Cardiometabolic risk refers to a set of interconnected factors of vascular and metabolic origin associated with both cardiovascular disease and various brain disorders. Although midlife cardiometabolic risk is associated with future brain dysfunction, emerging evidence suggests that alterations in autonomic and central nervous system function may precede increases in cardiometabolic risk.
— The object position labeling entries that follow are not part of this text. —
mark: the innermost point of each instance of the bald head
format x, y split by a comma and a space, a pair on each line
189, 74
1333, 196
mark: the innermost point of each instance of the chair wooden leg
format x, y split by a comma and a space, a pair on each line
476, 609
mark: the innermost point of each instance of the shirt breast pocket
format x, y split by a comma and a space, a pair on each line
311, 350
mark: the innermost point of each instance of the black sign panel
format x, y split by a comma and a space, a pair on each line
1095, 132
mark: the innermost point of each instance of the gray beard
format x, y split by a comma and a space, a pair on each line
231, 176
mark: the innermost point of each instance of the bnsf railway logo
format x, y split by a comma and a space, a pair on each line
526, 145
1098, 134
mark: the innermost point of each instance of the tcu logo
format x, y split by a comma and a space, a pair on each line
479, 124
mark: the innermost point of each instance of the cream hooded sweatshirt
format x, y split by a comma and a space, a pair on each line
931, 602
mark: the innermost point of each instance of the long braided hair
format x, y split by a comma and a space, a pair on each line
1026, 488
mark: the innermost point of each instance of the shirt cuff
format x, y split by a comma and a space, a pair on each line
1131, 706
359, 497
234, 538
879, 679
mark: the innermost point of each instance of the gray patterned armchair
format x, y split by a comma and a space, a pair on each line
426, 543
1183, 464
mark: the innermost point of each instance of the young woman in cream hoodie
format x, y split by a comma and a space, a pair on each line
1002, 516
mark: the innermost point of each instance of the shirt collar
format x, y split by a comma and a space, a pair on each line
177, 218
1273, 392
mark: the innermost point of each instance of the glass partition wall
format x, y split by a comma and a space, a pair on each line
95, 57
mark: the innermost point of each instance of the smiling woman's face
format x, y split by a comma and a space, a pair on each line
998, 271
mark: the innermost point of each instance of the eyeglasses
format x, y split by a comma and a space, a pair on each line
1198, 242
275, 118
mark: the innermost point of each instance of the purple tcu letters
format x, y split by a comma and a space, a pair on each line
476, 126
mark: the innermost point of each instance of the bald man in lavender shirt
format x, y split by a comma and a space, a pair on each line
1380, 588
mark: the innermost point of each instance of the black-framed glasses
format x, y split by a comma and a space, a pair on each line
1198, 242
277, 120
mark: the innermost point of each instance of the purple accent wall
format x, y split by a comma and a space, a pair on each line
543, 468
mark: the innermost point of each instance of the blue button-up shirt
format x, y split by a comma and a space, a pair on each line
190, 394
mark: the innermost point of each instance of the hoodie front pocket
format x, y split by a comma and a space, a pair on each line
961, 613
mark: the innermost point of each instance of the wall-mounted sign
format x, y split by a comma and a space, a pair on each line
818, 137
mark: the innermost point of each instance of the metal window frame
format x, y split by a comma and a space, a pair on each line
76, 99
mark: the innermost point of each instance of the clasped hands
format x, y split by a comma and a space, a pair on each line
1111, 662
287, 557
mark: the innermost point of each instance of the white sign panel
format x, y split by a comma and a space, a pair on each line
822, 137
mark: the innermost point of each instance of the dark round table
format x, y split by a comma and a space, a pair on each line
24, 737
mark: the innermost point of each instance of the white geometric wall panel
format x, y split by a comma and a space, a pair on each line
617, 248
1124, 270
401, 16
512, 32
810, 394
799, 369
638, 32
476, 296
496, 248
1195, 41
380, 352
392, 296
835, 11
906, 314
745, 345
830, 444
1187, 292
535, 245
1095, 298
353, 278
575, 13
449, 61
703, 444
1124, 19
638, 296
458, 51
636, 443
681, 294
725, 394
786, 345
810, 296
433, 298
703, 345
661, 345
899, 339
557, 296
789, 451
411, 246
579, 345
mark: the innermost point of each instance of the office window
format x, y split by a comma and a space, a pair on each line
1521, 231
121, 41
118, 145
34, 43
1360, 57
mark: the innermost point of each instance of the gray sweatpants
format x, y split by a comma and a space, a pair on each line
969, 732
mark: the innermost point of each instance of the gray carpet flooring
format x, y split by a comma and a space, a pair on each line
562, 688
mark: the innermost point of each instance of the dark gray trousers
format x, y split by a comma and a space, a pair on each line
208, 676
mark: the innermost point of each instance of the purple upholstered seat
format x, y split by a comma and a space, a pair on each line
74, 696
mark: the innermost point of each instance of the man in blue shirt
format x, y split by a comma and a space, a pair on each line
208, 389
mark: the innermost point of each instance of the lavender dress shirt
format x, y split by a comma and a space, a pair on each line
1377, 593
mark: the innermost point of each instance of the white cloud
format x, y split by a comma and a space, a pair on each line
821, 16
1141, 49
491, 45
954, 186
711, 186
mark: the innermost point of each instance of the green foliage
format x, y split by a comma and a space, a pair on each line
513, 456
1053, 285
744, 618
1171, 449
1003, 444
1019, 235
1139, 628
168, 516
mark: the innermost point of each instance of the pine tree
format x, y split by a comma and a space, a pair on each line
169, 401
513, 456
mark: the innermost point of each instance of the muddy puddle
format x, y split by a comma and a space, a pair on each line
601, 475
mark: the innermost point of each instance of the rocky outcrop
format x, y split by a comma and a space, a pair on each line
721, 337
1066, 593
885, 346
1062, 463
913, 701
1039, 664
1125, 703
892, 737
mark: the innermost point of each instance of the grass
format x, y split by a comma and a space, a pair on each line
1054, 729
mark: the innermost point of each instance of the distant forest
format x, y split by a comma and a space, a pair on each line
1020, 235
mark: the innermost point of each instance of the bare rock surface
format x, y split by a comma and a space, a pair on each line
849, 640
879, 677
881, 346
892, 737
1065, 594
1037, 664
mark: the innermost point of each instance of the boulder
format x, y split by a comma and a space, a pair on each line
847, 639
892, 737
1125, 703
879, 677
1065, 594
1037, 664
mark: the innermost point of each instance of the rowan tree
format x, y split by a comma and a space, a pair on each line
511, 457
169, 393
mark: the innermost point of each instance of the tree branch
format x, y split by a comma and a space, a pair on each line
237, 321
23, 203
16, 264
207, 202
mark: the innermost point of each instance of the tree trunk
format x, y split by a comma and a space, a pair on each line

The present study tested whether patterns of cerebral blood flow in brain areas associated with autonomic regulation were associated with increases in overall cardiometabolic risk. A community sample of 109 adults with resting systolic blood pressure between 120 and 139 mm Hg, diastolic blood pressure between 80 and 89 mm Hg, or both underwent pseudocontinuous arterial spin labeling to quantify cerebral blood flow responses to cognitively challenging tasks. Cardiometabolic risk and cerebral blood flow measurements were collected at baseline and at a 2-year follow-up.
Regression analyses showed that greater frontostriatal cerebral blood flow responses to cognitive challenge were associated with higher cardiometabolic risk at follow-up (β = 0.26 [95% confidence interval = 0.07 to 0.44], t = 2.81, p = .006, ΔR2 = 0.04). These findings were specific to frontostriatal brain regions, as frontoparietal, insular-subcortical, and total cerebral blood flow were not associated with progression of cardiometabolic risk. Moreover, cardiometabolic risk was not associated with frontostriatal cerebral blood flow responses 2 years later.
Frontostriatal brain function may precede and possibly forecast the progression of cardiometabolic risk.